First, one of the key aspects of VORTEX-SE is learning how to make observations to answer important tornado questions in the Southeast.  This is far from trivial.  We have no mobility in the traditional sense of storm chasing:  hills, trees, low clouds, sparse winding roads, rapid storm motion, storms at night, lack of deployment sites, and other factors make mobility nearly impossible.  So the challenge becomes how to forecast the probable weather with enough lead time to put together a scientifically useful observing network.  This means anticipating the structure, motion, and intensity of storms at least a few hours before they occur, instead of on the time scales of minutes that we became accustomed to in earlier tornado research programs.  In developing the network, important considerations are Doppler radar placement to allow for overlapping beams (giving us the ability to estimate 3D wind), and focusing the other observing systems within those multiple-radar networks.  In this first IOP, we were able to iron out the many of the wrinkles in deployment strategies, communication, and coordination.

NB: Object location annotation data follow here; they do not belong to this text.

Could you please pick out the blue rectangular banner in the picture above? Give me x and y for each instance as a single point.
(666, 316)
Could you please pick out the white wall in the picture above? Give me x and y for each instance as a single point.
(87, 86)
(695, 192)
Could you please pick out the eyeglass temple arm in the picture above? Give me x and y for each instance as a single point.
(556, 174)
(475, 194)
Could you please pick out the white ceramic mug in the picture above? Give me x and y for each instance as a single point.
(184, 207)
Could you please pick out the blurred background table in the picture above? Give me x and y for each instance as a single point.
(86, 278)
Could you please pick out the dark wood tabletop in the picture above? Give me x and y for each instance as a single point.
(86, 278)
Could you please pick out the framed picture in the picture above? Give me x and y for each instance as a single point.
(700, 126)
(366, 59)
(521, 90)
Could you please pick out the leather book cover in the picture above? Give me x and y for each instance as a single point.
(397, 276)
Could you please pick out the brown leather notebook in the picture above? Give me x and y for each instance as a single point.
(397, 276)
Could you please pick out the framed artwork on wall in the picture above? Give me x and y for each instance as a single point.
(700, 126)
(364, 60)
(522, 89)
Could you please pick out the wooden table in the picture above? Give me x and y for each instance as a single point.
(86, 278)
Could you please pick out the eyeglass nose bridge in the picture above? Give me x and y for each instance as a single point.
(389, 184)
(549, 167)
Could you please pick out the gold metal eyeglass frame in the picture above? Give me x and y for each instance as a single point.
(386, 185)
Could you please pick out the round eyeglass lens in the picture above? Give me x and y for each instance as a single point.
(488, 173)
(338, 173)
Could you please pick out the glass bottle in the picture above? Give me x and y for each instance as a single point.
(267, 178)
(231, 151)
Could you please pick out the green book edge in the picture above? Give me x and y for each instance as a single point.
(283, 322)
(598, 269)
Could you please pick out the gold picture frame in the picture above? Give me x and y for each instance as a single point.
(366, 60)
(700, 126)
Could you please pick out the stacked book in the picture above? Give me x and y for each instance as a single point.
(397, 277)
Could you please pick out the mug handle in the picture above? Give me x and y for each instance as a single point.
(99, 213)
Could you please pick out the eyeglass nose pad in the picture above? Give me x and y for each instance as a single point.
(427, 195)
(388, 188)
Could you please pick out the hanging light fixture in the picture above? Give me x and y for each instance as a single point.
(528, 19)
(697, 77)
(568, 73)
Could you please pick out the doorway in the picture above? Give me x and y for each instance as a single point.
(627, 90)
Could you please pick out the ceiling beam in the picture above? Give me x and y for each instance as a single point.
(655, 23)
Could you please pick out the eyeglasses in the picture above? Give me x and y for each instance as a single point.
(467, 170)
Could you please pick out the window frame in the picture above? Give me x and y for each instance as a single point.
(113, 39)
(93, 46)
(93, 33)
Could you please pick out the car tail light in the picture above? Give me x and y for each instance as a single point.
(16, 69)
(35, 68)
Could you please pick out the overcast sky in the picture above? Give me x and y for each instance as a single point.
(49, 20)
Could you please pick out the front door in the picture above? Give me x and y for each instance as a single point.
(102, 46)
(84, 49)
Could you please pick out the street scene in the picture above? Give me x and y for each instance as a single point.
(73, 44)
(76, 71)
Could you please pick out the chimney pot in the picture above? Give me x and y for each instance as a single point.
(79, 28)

Second, these “null cases” where we fail to observe tornadoes are important.  This is under-appreciated, even among many tornado researchers.  Thinking back across many years of storm chasing in the Plains, one of the toughest forecasts to make is when there is huge CAPE, but the warm, humid low-level air is trapped below a warm, stable layer of air aloft… the so-called “cap”.  We can compute a temperature called the “convective temperature” at which the air near the ground becomes warm enough to remove that stable layer, and convection ensues (it’s not that simple, but in broad terms the concept works pretty well).  So all this available energy can be associated with no deep cumulus clouds, or it can be associated with monster supercells, depending on a few degrees Fahrenheit difference in temperature near the ground.  Forecasting whether that “tipping point” occurs can be a big challenge with big consequences.  A similar situation exists in the Southeast: a few degrees difference in low-level temperature (and similarly, small changes in humidity) can mean the difference between no surface-based CAPE with small chances of vortex development near the ground, or “some” surface-based CAPE and much greater chances of vortex development.  To be clear, surface-based CAPE is just one number that we use to get a sense of low-level conditions; the intensification of a vortex near the ground is too complex to be understood using these simple parameters alone.  But no matter how one characterizes the near-ground conditions, it is likely that subtle differences can change the atmosphere from suppressing low-level vortex formation to favoring it.  In an ideal (lucky) IOP, we would observe a case where part of the domain had just-good-enough air for low-level spinups, and part of the area did not, and then we could compare the resulting weather in those two areas.  In the IOP we just finished, we were successful in sampling conditions that were slightly on the unfavorable side.

In VORTEX-SE we hope to make observations like these 4-5 times during March and April.  I hope we can observe a variety of regimes that have tornado potential during the remainder of our IOPs.